BICO (Estagiário - Dano Moral)

No caso do jurista Fernando Capez, ficou evidente que ele foi vítima de armação política, ao ter sido o deputado mais votado em todo estados de SP e ter sido eleito presidente da Alesp. Ele pagou o preço pelos cortes que fez e por ter contrariado muitos intereses. Resumindo, foi por isso que foram covárdes e jogaram o nome dele em um esquena podre e abominável, simplesme para manchar o nome de um já renomado jurista que já tinha uma vida acadêmica e financeira de sucesso por isso a armação em algo muito sujo. Porém, a justiça foi feita, lembrando que teve testemunhas envolvidas no caso, que relataram que tinham de qualquer forma, mencionar o nome capez na delegacia. Ressaltando que toda essa armação abminável e covárde, ocorreu justamente, assim que ele saiu com sua família de férias para o exterior, ou seja, tudo carta marcada. Todo esse ocorrido, toda essa perseguição foi percebida e logo reconhecida por vários desembargadores do TJ-SP e depois pelo Supremo Tribunal Federal, que viram cristalinamente que o Capez nada mais foi do uma vítima de armação puramente política. Até porque, embora ele jamais tenha dito, muitos dos seus eleitores e inimigos políticos, já o viam como candidato ao governo de SP e isso não ocorreu, tanto que o Capez foi um dos 1 a exaltar e apoiar o nome do Gov. João Dória, quando muitos, estavam em cima do muro. Por fim, são mais de 30 anos de vida pública, com uma carreira brilhante e uma ÚNICA mentira contada, estranhamente, quando ele foi eleito presidente da Alesp.
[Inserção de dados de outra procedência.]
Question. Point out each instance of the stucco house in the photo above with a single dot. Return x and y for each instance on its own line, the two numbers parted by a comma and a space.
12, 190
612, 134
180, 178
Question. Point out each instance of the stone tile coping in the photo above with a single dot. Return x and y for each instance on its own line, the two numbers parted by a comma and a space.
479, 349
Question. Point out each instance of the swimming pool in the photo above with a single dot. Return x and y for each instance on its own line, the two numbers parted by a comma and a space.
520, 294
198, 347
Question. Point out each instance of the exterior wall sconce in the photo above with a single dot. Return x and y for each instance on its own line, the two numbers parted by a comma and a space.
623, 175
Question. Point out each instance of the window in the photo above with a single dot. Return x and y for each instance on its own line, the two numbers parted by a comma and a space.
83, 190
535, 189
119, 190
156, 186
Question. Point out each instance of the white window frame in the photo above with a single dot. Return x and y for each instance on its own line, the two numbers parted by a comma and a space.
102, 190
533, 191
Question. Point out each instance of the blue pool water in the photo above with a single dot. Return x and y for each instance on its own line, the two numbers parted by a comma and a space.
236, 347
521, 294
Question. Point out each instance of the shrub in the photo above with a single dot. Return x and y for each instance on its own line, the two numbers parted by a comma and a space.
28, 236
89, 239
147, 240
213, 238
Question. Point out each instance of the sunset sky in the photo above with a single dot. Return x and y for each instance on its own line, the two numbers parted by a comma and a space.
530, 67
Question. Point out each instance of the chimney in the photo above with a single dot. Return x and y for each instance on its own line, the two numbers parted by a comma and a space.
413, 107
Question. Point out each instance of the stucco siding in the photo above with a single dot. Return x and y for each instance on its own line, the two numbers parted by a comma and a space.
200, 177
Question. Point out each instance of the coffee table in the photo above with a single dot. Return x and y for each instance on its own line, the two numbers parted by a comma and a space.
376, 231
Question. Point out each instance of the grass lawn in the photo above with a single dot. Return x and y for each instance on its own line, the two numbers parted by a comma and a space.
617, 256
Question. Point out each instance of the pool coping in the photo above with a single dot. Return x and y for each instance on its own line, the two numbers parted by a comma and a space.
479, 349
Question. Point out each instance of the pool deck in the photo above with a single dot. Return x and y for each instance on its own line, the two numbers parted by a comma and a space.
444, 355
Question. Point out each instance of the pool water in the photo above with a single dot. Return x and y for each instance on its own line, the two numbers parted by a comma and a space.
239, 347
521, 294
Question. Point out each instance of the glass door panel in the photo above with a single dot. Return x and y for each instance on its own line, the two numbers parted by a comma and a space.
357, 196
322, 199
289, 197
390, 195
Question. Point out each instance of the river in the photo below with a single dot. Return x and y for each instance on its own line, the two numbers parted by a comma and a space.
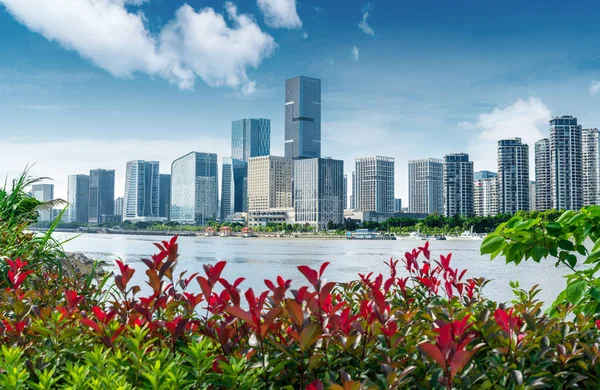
257, 259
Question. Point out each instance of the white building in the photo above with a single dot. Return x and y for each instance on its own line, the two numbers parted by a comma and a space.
375, 184
426, 186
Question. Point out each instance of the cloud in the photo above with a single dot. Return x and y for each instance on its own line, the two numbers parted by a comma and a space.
280, 13
594, 88
193, 44
527, 119
364, 26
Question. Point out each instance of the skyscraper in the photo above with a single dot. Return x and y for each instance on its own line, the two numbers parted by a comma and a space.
140, 202
375, 184
164, 196
269, 183
319, 192
565, 163
513, 176
234, 187
43, 193
194, 188
543, 181
591, 166
250, 138
102, 194
458, 185
426, 186
78, 196
485, 193
302, 118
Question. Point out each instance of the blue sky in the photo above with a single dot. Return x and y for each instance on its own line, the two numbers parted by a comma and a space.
84, 86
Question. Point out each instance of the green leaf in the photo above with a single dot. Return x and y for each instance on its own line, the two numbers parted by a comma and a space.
576, 290
492, 243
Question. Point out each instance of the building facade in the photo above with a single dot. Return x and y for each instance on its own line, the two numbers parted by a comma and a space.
78, 197
142, 188
269, 183
302, 118
513, 176
375, 184
543, 179
590, 141
194, 188
164, 196
319, 192
102, 195
234, 187
426, 186
43, 193
250, 138
565, 162
458, 185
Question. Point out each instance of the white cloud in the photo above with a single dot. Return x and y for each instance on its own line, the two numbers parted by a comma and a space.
594, 88
280, 13
364, 26
193, 44
527, 119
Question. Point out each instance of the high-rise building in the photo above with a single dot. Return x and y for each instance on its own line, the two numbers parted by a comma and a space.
302, 117
269, 183
102, 195
140, 202
319, 192
43, 193
234, 187
485, 193
375, 184
565, 163
250, 138
78, 197
591, 166
164, 196
513, 175
458, 185
426, 186
194, 188
119, 206
543, 181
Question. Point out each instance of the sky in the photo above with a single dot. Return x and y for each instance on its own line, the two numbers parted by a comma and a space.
88, 84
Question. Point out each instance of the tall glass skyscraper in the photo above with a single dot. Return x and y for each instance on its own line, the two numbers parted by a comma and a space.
141, 191
194, 188
250, 138
302, 117
102, 194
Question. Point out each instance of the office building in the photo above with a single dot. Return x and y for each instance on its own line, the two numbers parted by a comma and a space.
102, 195
565, 162
591, 166
375, 184
269, 183
250, 138
485, 193
426, 186
302, 118
458, 185
543, 180
164, 196
140, 202
234, 187
513, 176
78, 197
319, 192
194, 188
43, 193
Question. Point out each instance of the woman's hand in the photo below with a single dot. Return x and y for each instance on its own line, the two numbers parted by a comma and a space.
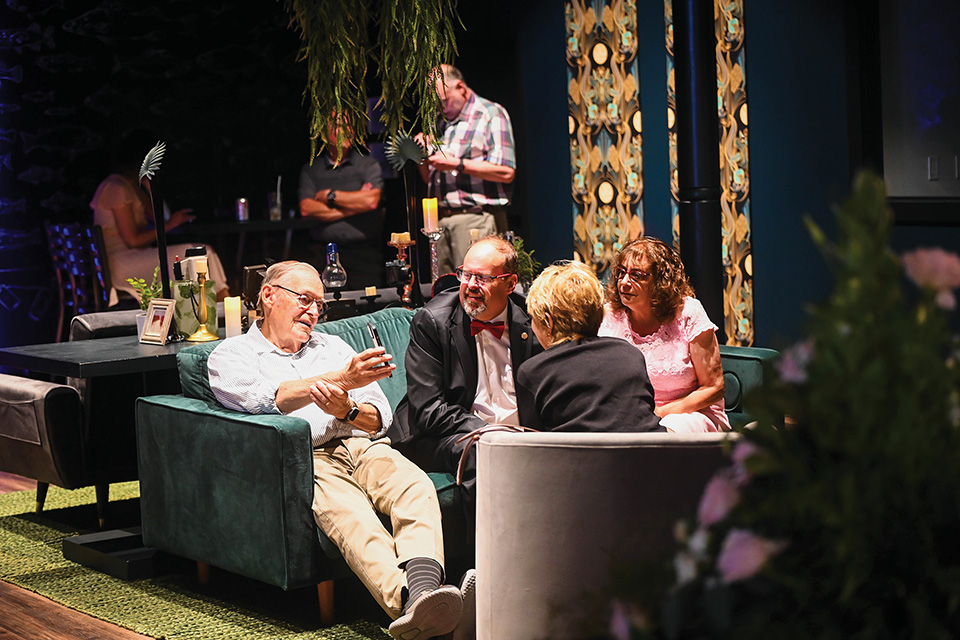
705, 355
179, 217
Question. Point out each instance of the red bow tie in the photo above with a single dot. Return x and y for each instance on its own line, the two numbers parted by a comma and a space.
496, 328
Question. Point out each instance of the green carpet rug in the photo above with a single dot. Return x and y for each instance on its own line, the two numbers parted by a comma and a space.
172, 607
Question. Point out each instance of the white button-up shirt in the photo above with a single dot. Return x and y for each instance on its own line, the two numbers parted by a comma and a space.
246, 371
496, 401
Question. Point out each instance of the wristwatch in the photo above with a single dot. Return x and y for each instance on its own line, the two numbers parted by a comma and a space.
353, 413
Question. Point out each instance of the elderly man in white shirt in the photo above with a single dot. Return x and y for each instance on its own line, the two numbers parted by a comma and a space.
283, 366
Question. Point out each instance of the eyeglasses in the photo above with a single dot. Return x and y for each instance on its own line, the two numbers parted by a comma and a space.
305, 301
484, 280
636, 276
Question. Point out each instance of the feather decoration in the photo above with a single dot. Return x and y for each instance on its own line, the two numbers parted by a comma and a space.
404, 148
151, 162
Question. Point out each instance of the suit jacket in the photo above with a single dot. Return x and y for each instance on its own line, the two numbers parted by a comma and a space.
591, 384
441, 363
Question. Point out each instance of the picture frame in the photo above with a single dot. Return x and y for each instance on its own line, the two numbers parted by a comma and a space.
156, 329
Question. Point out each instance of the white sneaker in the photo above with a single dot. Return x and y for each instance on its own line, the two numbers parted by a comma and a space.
433, 613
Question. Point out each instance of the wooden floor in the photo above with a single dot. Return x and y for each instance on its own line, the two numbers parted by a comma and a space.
24, 614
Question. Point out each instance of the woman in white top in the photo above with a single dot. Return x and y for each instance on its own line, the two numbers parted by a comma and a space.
650, 304
122, 209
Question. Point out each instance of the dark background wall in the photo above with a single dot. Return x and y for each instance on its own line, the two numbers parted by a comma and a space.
222, 86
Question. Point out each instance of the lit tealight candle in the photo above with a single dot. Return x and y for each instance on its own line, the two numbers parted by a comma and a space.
430, 214
231, 312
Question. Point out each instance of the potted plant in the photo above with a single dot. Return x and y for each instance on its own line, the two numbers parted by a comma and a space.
527, 266
146, 293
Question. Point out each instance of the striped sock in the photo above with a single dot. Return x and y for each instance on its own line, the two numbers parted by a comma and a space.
423, 574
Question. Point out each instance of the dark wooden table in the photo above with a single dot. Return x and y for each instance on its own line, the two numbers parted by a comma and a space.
93, 358
225, 227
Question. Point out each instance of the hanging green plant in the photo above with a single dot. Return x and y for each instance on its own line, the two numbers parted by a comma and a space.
412, 39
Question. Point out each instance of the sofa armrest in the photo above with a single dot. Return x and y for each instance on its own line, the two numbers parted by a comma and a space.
556, 512
230, 489
42, 431
743, 370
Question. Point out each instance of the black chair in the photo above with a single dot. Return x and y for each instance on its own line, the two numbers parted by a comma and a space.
82, 270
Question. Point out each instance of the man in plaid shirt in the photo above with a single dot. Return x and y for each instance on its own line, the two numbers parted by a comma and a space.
471, 172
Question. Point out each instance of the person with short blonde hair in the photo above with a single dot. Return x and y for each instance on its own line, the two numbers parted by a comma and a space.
566, 299
581, 382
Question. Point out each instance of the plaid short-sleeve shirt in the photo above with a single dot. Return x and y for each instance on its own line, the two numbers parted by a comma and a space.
482, 131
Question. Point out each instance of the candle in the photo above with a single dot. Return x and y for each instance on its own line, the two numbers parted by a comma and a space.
430, 214
231, 312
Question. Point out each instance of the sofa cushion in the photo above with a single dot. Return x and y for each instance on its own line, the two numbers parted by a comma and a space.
393, 325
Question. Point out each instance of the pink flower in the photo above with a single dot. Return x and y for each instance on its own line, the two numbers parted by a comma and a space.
719, 497
935, 269
744, 450
743, 554
792, 365
624, 618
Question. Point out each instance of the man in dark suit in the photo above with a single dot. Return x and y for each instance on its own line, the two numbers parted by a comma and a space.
465, 349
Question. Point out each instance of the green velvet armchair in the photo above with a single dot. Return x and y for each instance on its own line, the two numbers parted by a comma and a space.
234, 491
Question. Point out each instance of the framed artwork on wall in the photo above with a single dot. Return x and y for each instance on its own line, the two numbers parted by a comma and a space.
157, 327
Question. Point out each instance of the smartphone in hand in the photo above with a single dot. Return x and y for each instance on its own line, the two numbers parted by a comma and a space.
375, 338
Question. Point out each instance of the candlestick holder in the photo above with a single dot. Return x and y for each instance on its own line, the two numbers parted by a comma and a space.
400, 272
433, 235
202, 334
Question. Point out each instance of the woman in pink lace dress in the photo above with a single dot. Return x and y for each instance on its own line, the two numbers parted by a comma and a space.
650, 304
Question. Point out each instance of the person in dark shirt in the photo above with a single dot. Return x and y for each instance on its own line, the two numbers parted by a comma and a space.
581, 382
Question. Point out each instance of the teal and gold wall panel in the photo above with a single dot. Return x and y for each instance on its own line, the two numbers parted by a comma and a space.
734, 164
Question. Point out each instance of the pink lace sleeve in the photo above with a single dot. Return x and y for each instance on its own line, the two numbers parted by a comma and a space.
694, 320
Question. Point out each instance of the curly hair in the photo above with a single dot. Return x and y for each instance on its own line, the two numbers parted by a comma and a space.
571, 295
669, 284
511, 261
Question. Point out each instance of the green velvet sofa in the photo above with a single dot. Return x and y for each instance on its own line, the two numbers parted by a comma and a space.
234, 491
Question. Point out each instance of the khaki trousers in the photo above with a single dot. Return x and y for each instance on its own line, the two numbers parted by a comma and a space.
353, 479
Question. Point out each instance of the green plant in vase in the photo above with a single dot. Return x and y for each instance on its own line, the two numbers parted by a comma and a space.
186, 311
147, 292
527, 266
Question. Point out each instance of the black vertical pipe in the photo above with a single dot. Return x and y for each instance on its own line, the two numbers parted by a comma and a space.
151, 188
698, 155
409, 172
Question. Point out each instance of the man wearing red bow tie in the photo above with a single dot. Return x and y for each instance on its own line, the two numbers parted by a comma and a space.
465, 349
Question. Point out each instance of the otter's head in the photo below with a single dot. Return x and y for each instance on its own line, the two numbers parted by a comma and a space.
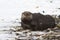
26, 16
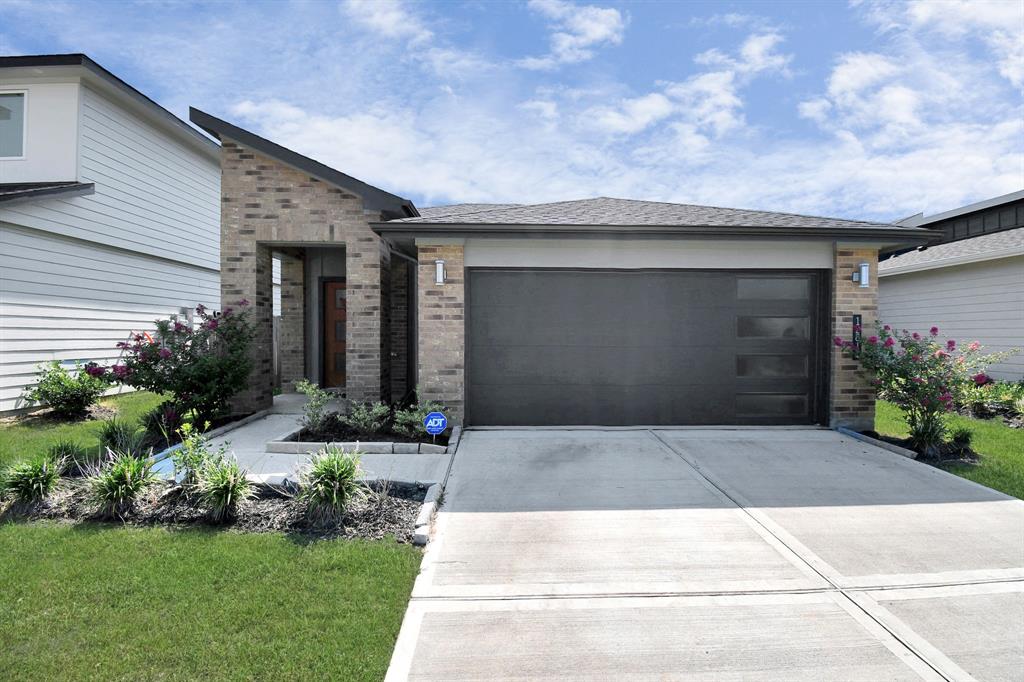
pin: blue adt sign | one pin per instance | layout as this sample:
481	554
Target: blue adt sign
435	423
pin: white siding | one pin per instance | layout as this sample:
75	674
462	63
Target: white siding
50	133
67	299
153	194
976	302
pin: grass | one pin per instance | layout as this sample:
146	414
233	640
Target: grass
1001	448
32	434
87	601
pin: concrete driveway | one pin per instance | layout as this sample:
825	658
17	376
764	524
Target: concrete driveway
713	554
Vale destacar, que é evidente, que um homem para assumir uma pasta como a do PROCON-SP, em plena pandemia, que fiscaliza e multa millhares de poderosos, tem que ter sobretudo, uma carreira ilibada e coragem para enfrantar os vários desafios. Deus o honrou!

Justiça

BICO (Estagiário - Dano Moral)

Fernando Capez tem mais de 30 anos como um dos maiores doutrinadores e jurista do nosso país. Vende livros e dá palestras em todo país. Graças a DEUS e a JUSTIÇA, uma única mentira contada ao longo dessa admirável trajetória, foi honrasamente vencida. Aprendi desde criança, que o mal, JAMAIS, vencerá o bem. Aproveito para parabenizar o Dr. Capez pela coragem e árduo trabalho em plena pandemia, ao defender todos nós consumidores de São Paulo, através do conceituado PROCON-SP. Continue firme fiscalizando e multado todos que estiverem lesando nós consumidores. PARABÉNS!